Evolution of Developer Productivity at Square - Part One
Unpacking Square's developer productivity approach
Building on a decade of innovation and scaling, Square's growth story has been nothing short of remarkable. From the early days of a simple Square card reader connecting via an iPhone's headphone jack to an expansive ecosystem of business solutions products ranging from Restaurants, Appointments, Payroll, Invoices, Retail, and Banking, our ambitions have grown as have our challenges. Managing a rapidly expanding codebase across multiple platforms and services brought forth a unique set of complications. That's why we're launching this multi-part blog series to delve into the nuances of how our development challenges have evolved and the strategies we've employed to address them.
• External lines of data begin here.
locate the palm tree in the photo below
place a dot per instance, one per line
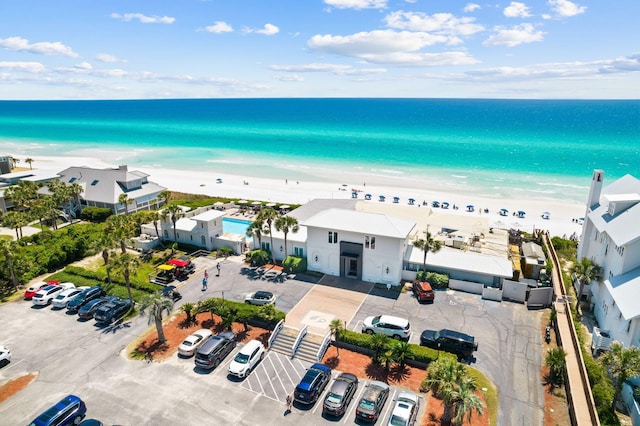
(7, 249)
(465, 401)
(154, 305)
(336, 328)
(585, 271)
(268, 215)
(175, 212)
(556, 361)
(286, 224)
(255, 230)
(379, 343)
(401, 352)
(427, 244)
(127, 265)
(622, 363)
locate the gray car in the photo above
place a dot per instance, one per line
(340, 394)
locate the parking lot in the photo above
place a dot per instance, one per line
(76, 357)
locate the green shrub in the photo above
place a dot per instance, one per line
(95, 214)
(437, 280)
(294, 264)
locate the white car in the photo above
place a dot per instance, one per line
(406, 410)
(45, 295)
(248, 357)
(5, 355)
(191, 344)
(396, 327)
(65, 295)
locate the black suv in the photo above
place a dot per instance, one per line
(455, 342)
(214, 350)
(112, 311)
(312, 384)
(87, 295)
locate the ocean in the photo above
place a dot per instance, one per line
(543, 149)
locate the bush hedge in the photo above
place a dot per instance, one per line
(437, 280)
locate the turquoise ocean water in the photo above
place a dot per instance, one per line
(532, 148)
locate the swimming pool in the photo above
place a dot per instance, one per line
(236, 226)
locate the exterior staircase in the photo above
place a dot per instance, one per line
(307, 349)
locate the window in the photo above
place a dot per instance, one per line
(333, 237)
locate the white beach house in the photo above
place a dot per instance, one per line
(611, 239)
(103, 187)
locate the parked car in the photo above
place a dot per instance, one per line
(215, 349)
(112, 311)
(45, 295)
(312, 384)
(398, 328)
(33, 289)
(406, 410)
(70, 410)
(171, 293)
(372, 401)
(5, 356)
(423, 292)
(191, 344)
(260, 298)
(89, 294)
(247, 358)
(340, 394)
(66, 296)
(452, 341)
(88, 310)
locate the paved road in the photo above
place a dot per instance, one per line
(72, 356)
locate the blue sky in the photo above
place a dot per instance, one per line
(133, 49)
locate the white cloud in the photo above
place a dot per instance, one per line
(357, 4)
(517, 10)
(43, 48)
(338, 69)
(219, 27)
(105, 57)
(566, 7)
(32, 67)
(144, 19)
(471, 7)
(513, 36)
(84, 66)
(269, 29)
(443, 23)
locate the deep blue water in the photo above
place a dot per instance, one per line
(492, 146)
In this first part, we will focus on our Continuous Integration (CI) infrastructure strategy. We'll outline how a dedicated Developer Productivity team revolutionized our approach, making focused investments to speed up development across our expansive digital landscape. Whether you're grappling with issues in a large monorepo or looking to increase development velocity, the insights from our journey may offer you valuable guidance.
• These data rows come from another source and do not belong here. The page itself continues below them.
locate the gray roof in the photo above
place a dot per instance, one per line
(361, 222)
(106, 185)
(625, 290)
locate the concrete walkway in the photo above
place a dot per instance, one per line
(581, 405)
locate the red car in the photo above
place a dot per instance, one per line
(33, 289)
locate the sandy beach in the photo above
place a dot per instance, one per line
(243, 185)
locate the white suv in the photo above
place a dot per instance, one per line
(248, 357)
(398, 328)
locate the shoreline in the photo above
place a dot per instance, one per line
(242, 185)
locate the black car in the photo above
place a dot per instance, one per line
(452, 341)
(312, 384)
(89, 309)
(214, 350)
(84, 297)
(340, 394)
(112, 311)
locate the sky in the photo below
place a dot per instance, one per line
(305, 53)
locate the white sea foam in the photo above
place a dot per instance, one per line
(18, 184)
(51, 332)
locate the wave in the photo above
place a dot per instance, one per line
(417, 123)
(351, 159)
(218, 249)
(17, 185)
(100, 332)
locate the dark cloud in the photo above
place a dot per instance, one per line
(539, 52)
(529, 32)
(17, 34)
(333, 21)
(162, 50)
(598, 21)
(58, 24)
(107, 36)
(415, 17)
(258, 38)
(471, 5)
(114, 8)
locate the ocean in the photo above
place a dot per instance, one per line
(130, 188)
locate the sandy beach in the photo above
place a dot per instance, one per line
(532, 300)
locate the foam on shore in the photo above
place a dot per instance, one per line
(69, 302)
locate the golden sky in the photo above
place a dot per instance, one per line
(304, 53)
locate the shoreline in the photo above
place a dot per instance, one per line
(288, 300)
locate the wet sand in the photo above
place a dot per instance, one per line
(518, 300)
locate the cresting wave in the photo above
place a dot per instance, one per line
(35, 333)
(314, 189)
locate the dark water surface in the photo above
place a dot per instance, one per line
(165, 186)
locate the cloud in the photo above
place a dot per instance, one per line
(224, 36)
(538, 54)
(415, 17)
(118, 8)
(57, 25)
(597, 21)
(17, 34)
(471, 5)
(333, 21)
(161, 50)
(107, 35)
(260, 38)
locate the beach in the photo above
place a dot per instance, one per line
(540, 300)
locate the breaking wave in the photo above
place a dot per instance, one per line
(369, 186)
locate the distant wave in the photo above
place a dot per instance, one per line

Let me take you back to 2019. Our codebase and the number of Square customers had been growing at an impressive rate. At that time, getting anything done in the mobile repos was an enormous challenge. The scale was big and it kept getting bigger. A lot of the tooling that existed for building and testing wasn’t developed with us in mind. So, we responded by forming a small mobile developer experience team. This small team delivered immediate quality of life improvements and proved that at our growth trajectory, we needed more dedicated engineers to enable the product engineering team to get things done fast and easily. In 2020, we founded the Developer Productivity team and have been making more focused investments in this space since.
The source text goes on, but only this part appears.